The BBTD Alliance convened international, multi-stakeholder teams fostering cutting-edge research for development (R4D) to establish practical solutions so farmers can once again produce bananas for food and income. The Alliance has collaborated with national programs, building their capacity to detect, surveil, and control BBTD.

Fresh banana plants exhibiting subtle Bunchy top symptoms. (Photo: L. Kumar/IITA)

This disease stunts the plant, stopping fruit production, sometimes causing total crop loss in a single season. Farmers are advised to eliminate infected banana mats and replace them with healthy suckers. However, smallholders hesitate to destroy large parts of their banana gardens, especially if some of their plants still bear bunches.

BBTD increases the demand for clean planting material but makes it more challenging to find the seed of local landraces, threatening the diversity of well-adapted landraces. Farmers need to act collectively to prevent the disease from spreading to their community or reinfecting after replanting.

Since the disease was first reported in the Democratic Republic of Congo (DRC) in the 1960s, the virus has invaded several countries across sub-Saharan Africa, spreading through planting material and an insect vector—the banana aphid.

Because BBTD can easily cross borders, management requires international cooperation. In 2011, RTB set up the BBTD Alliance, coordinated by IITA, the Alliance of Bioversity International and CIAT, CIRAD, and national research partners in Benin, Burundi, Cameroon, Congo Brazzaville, DRC, Ghana, Malawi, Nigeria, and Zambia. Other partners include the FAO, the Inter-African Phytosanitary Council (IAPSC), and research partners from Australia (University of Queensland), Asia, Europe, India, Kenya, UK (University of Cambridge), and the USA.
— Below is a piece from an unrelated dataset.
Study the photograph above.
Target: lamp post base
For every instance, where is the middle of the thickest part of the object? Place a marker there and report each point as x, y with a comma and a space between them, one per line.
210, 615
The BBTD Alliance develops new knowledge and management technologies, facilitates training and information exchange, and supports national partners and farmer organizations. Seed entrepreneurs, extension agents, farmers, and plant health inspectors are learning to diagnose the disease in the field, identify rogue infected plants, and produce clean planting material. In 2020, RTB developed an online training course on disease recognition and eradication.

Getting ready for surveillance and eradication of BBTV infected banana plants. (Photo: L. Kumar/IITA)
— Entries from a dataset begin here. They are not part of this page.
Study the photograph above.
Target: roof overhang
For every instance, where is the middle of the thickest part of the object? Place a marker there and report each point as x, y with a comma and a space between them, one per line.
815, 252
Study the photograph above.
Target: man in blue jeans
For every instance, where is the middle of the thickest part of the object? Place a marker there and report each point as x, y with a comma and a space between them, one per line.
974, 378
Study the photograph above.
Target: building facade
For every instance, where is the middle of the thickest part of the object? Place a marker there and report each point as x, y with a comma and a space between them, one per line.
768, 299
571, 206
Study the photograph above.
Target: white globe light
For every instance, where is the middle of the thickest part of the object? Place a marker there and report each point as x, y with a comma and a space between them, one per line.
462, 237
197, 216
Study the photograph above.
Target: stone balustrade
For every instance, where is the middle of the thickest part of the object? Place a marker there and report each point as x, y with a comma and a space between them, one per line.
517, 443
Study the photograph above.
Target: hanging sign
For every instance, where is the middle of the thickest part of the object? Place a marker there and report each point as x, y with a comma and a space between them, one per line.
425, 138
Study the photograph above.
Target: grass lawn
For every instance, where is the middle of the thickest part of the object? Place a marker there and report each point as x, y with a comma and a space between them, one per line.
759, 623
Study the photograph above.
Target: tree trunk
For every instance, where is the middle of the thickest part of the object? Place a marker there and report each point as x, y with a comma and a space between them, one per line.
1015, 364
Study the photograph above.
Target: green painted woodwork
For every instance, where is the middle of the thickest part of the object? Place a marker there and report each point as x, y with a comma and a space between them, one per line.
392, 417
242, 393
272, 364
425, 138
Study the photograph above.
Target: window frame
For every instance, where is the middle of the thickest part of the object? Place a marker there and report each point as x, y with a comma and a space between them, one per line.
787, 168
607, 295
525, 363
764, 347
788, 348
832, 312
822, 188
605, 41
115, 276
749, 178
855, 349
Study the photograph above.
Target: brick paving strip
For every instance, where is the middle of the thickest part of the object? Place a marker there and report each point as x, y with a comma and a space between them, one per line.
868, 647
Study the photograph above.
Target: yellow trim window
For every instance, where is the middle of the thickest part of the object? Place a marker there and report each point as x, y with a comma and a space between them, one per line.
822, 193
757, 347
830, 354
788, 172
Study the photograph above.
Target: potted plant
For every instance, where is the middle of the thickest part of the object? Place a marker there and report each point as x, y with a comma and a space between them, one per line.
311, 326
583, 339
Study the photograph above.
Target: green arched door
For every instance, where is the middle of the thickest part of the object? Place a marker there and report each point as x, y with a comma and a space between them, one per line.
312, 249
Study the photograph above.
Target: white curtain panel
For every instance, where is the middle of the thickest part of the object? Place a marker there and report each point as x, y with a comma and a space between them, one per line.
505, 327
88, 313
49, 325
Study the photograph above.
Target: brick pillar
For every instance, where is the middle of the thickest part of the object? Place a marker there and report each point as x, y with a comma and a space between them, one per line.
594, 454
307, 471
Trials conducted in Benin, Burundi, and Malawi have effectively maintained BBTD levels below 1%, supporting the production of low-risk seed for expansion. Farmers learned to multiply clean seed and were linked to tissue culture and other sources of healthy planting material.
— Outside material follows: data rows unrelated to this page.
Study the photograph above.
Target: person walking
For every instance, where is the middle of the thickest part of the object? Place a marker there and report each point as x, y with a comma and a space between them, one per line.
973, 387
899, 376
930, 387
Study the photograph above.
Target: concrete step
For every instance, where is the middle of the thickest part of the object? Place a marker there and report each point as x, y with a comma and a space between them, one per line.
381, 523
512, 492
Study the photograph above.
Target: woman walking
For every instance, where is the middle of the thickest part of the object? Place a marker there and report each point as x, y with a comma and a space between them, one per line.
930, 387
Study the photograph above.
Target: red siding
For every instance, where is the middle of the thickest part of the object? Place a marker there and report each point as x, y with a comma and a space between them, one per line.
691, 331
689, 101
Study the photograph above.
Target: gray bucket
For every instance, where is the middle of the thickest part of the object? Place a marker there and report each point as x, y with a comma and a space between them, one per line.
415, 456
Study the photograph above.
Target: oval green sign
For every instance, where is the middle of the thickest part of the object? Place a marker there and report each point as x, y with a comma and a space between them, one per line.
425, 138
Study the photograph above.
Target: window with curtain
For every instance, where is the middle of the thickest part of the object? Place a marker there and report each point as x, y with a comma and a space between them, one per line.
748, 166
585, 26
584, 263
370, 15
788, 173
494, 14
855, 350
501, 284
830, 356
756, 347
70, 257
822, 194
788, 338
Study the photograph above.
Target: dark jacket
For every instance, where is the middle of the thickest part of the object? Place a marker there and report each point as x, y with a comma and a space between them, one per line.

Early detection of BBTD and the virus’s eradication in Togo is the first case for halting the spread of an invasive virus in sub-Saharan Africa. Demonstrations and hands-on training helped Togolese partners eliminate the disease. Farmers, extension workers, policymakers, and donors also saw how BBTD was managed in Benin, Cameroon, Malawi, and Nigeria.

BBTD Alliance studies also examined gendered access to information and resources in Benin, Cameroon, and Nigeria. In Cameroon, men had more influence in decision-making over farm resources and information services, even when women were more involved in actual seed and site selection. Men also had greater access to clean seed than women. “Getting healthy planting material is crucial for managing bunchy top, and if women cannot access clean seed, they are at a disadvantage. Projects across Africa will have to ensure that women have equal access to healthy planting material,” said Lava Kumar, Virologist and Head of IITA’s Germplasm Health Unit.